Ogni famiglia ne cresceva uno. Nelle periferie, negli orti vicino casa, si vedevano i tanti porcili, detti zimmùni. Le donne allevavano quei preziosi animali con ogni cura. Si trattava dei cosiddetti neri, perché coperti di setole nere e che erano un incrocio con i cinghiali. Questo li rendeva resistenti ai climi rigidi di un tempo.

Il porco era preziosissimo, tanto da far dire a un monaco, come riporta il nostro Padula: – Se il porco avesse l’ali sarebbe come l’Arcangelo Gabriele! -. Lo era, perché costituiva la ricchezza, in più sensi, per la famiglia, ma, soprattutto ne assicurava la sussistenza per l’intera lunga invernata.

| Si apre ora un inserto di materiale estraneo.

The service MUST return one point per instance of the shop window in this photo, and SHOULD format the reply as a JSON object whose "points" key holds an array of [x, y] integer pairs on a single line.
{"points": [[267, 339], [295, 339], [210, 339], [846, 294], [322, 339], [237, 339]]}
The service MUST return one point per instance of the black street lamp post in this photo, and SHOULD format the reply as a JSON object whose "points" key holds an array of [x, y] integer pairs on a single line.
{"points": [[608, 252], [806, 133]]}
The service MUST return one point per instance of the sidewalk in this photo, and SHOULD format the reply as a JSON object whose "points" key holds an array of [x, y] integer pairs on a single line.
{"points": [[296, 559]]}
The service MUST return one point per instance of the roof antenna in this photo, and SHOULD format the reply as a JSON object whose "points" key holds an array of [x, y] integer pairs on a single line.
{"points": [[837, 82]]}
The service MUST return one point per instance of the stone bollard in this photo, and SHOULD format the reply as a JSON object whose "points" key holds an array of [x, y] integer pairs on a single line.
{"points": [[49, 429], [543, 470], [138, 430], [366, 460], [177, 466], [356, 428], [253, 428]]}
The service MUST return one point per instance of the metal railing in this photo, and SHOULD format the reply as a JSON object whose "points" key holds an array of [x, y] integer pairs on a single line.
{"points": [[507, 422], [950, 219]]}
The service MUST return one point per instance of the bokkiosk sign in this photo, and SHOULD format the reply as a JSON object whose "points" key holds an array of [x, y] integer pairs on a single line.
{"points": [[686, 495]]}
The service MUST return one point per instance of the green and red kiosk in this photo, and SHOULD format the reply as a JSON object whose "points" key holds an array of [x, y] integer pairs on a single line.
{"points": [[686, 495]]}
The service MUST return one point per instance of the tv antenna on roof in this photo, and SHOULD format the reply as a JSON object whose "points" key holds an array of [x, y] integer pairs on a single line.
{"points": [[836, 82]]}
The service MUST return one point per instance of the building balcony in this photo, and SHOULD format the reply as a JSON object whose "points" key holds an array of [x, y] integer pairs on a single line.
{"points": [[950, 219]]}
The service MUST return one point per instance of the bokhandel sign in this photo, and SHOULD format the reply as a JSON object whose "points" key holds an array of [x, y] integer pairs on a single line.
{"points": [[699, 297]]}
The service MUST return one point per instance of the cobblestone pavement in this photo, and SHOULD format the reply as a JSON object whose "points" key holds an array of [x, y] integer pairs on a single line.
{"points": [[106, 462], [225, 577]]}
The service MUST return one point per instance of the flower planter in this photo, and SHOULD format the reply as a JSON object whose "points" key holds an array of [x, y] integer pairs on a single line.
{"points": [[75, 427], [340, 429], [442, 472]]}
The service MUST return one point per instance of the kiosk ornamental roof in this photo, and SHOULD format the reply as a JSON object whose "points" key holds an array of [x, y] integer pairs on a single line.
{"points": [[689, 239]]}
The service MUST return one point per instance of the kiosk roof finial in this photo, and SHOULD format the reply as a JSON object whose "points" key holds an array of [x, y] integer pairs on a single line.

Le donne, nel discutere dei loro preziosi animali, dicevano che era ‘nu carusìellu (un salvadanaio), che era ‘na ricchizza (una ricchezza), ecc.

Se il porco si ammalava era una vera disgrazia. Per scongiurare tanta calamità si faceva voto a S. Antonio, che si riteneva padrone dei porci, per falsa interpretazione della iconografia sacra. Il porco posto a lato del Santo, infatti, si riferiva ai peccati umani, ma i monaci, diceva qualcuno, ne avevano profittato e l’avevano fatto credere protettore dei chirilli, come li chiamava il popolo, ignorando che quella denominazione era di origine greca.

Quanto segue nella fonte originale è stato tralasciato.